Three Quick Questions vs The Enjoyment of Photography

Started Jan 2, 2013 | Discussions thread
OP Great Bustard Forum Pro • Posts: 39,328
Re: Three Quick Questions vs The Enjoyment of Photography

grumpyolderman wrote:

Ironically, Equivalence works against larger formats, as the noise advantage for larger sensor systems disappears for Equivalent photos.

GB, enlighten me here, same scene, same metering, FF show less noise (maybe not if the sensor is 7 years old) in real pictures, why is this then? Assuming same number of pixels per sensor, the larger pixels will get more light per pixel at same exposure settings, making it easier for the sensor to generate a final picture with less noise, I would say latest sensors compared FF still has about a 2 f-stop advantage in noise alone, and some in DR.

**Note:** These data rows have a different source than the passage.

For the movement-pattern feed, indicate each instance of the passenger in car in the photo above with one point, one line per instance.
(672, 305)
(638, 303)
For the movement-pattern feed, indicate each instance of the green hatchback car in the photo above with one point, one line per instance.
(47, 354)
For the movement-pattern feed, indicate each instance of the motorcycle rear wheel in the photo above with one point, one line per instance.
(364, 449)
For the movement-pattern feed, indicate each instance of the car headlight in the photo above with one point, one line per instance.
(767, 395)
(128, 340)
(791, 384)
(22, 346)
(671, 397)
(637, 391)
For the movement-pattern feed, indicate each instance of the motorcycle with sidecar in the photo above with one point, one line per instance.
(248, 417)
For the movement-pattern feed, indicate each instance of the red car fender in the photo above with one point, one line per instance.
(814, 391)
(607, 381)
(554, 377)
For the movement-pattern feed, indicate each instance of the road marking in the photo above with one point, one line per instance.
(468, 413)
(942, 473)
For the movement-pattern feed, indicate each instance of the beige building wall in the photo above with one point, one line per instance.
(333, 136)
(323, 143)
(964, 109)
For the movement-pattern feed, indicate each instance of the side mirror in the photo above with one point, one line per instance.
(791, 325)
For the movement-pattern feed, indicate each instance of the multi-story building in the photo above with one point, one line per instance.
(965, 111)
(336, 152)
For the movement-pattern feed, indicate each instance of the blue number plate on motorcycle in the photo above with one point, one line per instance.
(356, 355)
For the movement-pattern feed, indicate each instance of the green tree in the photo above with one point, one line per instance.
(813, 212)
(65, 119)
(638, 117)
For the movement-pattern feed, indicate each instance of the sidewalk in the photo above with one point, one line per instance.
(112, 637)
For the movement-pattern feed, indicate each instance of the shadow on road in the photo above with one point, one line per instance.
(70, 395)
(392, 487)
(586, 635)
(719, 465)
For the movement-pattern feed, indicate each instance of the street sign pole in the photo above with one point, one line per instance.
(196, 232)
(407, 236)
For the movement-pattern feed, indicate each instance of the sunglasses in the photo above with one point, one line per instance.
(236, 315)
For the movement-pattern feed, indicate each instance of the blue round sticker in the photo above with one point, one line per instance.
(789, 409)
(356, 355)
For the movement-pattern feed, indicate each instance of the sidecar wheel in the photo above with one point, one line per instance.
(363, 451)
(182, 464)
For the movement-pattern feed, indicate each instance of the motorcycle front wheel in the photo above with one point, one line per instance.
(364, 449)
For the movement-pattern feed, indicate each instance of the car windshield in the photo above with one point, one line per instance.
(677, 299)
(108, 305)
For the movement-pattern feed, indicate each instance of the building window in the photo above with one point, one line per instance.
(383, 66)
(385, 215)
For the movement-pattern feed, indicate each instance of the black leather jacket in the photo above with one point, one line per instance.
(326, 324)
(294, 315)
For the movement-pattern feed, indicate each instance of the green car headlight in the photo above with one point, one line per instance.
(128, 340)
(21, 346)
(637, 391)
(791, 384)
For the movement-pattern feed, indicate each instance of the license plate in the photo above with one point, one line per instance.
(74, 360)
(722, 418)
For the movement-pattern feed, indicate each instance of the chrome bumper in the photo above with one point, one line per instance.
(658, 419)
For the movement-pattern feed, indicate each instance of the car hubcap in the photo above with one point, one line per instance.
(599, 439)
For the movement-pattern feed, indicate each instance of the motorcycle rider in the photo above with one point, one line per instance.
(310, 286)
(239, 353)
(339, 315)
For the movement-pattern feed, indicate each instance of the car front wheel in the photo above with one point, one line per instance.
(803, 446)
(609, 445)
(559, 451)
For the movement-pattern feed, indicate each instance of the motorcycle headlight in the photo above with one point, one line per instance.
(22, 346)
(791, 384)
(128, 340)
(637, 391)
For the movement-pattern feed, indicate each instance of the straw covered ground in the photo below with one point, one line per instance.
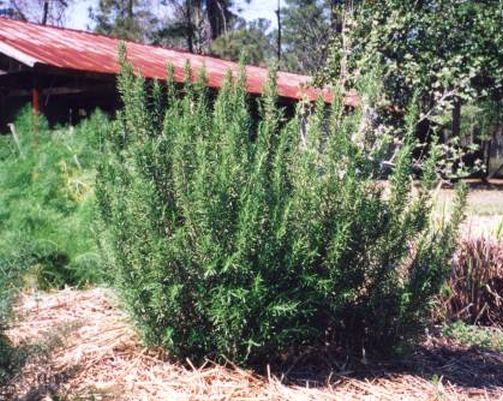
(80, 346)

Equivalent photos have the same perspective, framing, DOF, and shutter speed.  The consequence of this is that the same total amount of light is projected on the sensor.  Thus, if the sensors are equally efficient, the noise will be the same.

However, often there is enough light so that the FF photographer can achieve the same DOF with a lower shutter speed, thus putting much more light on the sensor, and thus less noise.  Alternatively, the FF photographer can use a more shallow DOF for a given shutter speed, if the more shallow DOF is desirable, or, at least, more desirable than the higher noise.  The consequence of the more shallow DOF for a given shutter speed once again projects more total light on the sensor, and thus less noise.

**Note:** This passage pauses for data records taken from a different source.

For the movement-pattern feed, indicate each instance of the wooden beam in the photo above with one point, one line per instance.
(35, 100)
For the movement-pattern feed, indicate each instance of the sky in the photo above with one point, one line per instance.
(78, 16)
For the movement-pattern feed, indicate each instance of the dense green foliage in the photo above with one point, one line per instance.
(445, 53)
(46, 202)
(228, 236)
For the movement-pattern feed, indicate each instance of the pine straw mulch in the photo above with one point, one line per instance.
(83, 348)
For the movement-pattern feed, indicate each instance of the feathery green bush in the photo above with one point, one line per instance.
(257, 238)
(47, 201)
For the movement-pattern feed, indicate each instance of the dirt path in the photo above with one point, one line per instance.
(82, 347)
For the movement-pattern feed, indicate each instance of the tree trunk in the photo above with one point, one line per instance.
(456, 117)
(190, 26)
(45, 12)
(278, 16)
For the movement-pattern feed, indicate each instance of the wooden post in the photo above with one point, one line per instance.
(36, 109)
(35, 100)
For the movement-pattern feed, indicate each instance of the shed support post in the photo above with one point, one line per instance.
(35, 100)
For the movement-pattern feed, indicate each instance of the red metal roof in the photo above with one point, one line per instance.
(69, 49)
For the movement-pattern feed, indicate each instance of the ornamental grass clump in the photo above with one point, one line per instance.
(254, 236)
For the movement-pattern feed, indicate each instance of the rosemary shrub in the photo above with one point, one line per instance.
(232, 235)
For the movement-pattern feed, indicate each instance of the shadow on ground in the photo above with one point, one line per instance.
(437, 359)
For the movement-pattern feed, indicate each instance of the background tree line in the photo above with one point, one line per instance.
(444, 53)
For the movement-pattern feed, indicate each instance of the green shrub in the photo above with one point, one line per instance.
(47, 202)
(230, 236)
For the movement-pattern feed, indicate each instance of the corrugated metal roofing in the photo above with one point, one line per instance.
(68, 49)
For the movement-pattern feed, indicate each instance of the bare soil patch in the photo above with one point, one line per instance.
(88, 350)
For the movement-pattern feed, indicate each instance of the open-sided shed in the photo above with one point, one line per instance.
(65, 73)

So, if you see FF photos having a noise advantage, it is because the FF photographer is taking photos that are not Equivalent.

Conversely, if the mFT camera has sensor IS, or is using an IS lens and the FF photographer does not have an IS lens (e.g. EM5 + 45 / 1.8 vs 5D3 + 85 / 1.8), then, in low light, the mFT system can use a lower shutter speed for a given DOF (so long as motion blur is not an issue or is desirable for artistic effect), and it will be the mFT system that has less noise.

The effect of pixel count on noise is a secondary, not primary, effect.  The primary causes of noise in the photo are:

  1. The total amount of light falling on the sensor (Total Light = Exposure x Effective Sensor Area)
  2. The amount of that light that is recorded (Total Light Recorded = Total Light x QE)
  3. The additional noise added by the sensor and supporting hardware (read noise)

For Equivlalent photos (same DOF and shutter speed), the total amount of light falling on the sensor is the same.  For equally efficient sensors, the QE and read noise are the same.

Where pixel size comes into this is read noise and NR (noise reduction).  If pixels had the same read noise regardless of size, then more pixels would result in more read noise per area, and thus more total noise.  However, smaller pixels tend to have less noise, as a general rule, so, this reduces the noise penalty considerably, and, in some cases, reverses it.

More pixels also mean more recorded detail, which means that additional detail can be traded for less noise via NR software.  In an interesting corollary, this means that sharper lenses can result in less noise.

Hopefully, that answers your questions without being overly technical.  By the way, I have to ask:  older than what?